I am physically unable to bend my thumb. not because of an injury--it's just the way it is. In order to compensate for the extra distance between my palm and the neck of the guitar, I am more prone to put extra pressure on the lower joint that connects the thumb to your palm.

My hand:

My hand

I noticed all guitar players can bend their thumbs, am I out of luck when it comes to playing the guitar?

Guitar players' hand: Guitar players' hand

  • Similar questions regarding piano playing: Will damaged thumb joint hinder my ability to learn piano?.
    – Aaron
    Oct 11, 2020 at 4:31
  • The reverse-bending thumb in the photo (sometimes called "Hitchhiker's thumb") is genetic, and is actually less common than a straight one like yours (or mine). Healthline reference.
    – Theodore
    Jul 19, 2021 at 14:48
  • Django reinhart played fast jazz with only two fingers. I'm sure you'll find a way to do as well as you physically can. i personally can bend back a little, but i do not use it, if anything my thumb bends inwards Jul 22, 2021 at 8:27
  • If I play classical guitar my left thumb doesn't bend either so I don't see a problem. Now I'm not a Julian Bream so my mileage may vary. What one guitarist on youtube is telling is that the 'c-shape' is recommended. Straight thumb. Watch youtube.com/watch?v=GwUsWeIyhkg at 42 seconds.
    – HarryH
    Jun 12 at 4:26

7 Answers 7


You haven't said what sort of guitar or playing you hope to do, but it doesn't have to be a problem. People with far greater disabilities than this have become great players.

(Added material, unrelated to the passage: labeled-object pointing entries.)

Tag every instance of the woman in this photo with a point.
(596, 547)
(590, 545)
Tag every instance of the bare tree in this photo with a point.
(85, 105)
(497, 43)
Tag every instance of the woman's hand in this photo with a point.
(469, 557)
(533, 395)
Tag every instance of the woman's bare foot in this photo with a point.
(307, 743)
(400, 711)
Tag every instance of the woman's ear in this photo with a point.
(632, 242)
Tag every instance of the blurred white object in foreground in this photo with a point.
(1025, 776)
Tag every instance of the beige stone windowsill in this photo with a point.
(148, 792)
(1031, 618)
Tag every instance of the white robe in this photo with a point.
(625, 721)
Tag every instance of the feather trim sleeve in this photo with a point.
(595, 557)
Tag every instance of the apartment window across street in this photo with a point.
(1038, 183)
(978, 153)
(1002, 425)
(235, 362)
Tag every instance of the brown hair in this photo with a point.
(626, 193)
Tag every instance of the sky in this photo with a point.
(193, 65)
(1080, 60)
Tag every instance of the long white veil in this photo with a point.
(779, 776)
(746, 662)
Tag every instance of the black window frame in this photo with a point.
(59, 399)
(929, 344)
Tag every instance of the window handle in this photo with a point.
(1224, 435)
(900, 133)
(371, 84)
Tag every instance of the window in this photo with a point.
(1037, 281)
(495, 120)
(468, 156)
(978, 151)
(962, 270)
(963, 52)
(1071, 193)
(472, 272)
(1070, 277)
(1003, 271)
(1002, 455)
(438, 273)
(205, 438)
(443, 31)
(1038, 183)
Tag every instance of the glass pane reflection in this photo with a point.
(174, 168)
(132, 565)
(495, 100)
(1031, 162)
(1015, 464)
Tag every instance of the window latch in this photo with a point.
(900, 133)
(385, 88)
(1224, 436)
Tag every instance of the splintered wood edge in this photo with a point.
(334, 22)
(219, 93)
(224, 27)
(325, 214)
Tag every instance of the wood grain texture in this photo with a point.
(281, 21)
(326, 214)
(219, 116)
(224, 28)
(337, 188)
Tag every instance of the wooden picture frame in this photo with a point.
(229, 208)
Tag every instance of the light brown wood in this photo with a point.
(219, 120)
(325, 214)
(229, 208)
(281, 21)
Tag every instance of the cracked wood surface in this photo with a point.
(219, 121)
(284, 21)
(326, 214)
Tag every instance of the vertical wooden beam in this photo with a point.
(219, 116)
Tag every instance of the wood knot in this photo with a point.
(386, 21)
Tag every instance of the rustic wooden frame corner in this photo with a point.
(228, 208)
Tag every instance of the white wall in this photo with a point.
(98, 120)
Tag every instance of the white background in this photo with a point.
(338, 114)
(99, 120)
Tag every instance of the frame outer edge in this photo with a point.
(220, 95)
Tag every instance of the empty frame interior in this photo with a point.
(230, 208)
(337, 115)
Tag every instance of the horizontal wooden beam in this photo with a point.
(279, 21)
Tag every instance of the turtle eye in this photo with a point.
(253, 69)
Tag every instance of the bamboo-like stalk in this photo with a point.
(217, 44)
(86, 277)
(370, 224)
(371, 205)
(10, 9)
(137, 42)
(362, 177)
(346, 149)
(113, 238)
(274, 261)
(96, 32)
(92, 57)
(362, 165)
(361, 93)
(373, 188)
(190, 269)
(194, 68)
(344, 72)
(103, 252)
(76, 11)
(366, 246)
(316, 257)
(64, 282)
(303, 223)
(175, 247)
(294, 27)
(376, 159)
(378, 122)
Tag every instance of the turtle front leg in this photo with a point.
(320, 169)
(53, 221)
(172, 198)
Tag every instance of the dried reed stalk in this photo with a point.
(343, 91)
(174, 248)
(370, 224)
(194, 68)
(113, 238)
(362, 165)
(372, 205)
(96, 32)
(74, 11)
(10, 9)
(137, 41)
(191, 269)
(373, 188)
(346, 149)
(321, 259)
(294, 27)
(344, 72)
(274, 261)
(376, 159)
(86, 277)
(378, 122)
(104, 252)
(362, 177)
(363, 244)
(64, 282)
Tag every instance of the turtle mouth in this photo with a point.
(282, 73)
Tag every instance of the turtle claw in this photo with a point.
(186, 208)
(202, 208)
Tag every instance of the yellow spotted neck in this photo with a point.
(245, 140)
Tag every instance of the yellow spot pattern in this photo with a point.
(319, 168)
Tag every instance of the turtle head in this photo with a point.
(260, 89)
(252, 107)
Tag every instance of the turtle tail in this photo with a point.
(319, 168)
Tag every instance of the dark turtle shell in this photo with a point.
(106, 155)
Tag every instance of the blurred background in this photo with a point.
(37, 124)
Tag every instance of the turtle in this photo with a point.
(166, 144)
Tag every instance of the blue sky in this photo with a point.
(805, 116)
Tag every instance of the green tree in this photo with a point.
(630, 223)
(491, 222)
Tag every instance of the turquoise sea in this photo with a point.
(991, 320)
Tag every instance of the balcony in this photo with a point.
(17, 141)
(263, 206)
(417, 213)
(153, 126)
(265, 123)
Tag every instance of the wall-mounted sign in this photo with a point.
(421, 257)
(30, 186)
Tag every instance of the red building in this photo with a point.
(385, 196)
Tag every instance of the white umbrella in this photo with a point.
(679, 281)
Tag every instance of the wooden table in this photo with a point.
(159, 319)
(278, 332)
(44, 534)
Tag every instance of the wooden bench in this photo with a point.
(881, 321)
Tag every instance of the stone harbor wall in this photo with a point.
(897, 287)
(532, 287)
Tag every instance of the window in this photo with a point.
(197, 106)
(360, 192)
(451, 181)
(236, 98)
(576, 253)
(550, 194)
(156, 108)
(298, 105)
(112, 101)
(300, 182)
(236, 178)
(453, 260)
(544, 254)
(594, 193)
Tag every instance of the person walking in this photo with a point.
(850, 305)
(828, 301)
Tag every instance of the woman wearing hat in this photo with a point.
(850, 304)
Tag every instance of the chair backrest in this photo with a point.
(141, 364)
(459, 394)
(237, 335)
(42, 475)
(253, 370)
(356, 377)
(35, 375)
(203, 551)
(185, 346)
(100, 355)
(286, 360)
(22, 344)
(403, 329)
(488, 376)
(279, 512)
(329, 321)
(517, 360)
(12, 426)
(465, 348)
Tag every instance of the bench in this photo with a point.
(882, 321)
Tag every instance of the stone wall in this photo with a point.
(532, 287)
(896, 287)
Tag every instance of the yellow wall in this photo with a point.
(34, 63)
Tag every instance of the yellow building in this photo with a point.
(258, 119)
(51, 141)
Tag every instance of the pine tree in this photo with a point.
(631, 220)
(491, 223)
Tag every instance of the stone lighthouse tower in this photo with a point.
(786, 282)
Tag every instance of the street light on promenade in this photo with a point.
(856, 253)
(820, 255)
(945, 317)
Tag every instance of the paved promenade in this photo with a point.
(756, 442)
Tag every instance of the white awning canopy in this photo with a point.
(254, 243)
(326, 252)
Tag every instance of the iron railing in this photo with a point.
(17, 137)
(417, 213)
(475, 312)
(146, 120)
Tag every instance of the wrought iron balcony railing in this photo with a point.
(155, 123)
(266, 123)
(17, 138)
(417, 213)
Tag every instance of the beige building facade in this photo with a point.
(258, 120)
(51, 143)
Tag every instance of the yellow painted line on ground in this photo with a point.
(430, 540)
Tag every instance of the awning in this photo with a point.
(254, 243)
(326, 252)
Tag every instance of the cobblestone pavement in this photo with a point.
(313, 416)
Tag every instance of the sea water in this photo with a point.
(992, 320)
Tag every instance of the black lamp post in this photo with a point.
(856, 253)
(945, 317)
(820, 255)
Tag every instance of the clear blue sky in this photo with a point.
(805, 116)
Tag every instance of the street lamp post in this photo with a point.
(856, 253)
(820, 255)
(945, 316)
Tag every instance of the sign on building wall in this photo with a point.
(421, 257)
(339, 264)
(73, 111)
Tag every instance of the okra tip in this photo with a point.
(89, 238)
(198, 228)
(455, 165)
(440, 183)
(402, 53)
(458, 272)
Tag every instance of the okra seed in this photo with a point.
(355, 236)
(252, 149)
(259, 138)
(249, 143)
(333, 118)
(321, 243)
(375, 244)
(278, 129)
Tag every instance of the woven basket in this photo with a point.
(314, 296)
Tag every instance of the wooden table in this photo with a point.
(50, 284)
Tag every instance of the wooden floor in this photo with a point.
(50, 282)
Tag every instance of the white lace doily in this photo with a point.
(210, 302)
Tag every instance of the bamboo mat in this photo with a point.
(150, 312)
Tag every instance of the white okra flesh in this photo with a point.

There's really no great necessity to squeeze with the thumb on the back of the neck. It would appear so, and an awful lot of guitarists do it without realising, but with careful thinking and positioning of the instrument, it's just not needed.

That's obviously a classical guitar in the pic., but if you use an electric with a well sorted out action, the thumb pressure is even less. And it doesn't have to bend backwards anyway. Just enough tension to hold down the strings is good, most of which can be exerted through the two arms/hands.


My thumb bends less than yours and I've been playing string instruments for 37 years or so. My current band seems to have been successful gigging and touring for the last 7 years. I play everything from classical to heavy metal, via blues and rock.

Actually, I have never met a guitarist whose thumb bends like that in your picture.

I'm not sure why you think it would even be needed. Having a broad hand span is actually far more useful.

  • Right. My thumb does bend like that in certain positions... and in fact I occasionally worry if I should do something against that. Dec 14, 2016 at 22:43

It is not extremely common to be able to bend your thumb backwards. I can't at all and have absolutely no issues.


Virtually no physical limitation will stop a determined player from getting good. (Case in point:


A player's unique limitations contribute to their unique style.

Don't worry about it too much. Hold the guitar however feels comfortable and right to you. There is no single correct way to play.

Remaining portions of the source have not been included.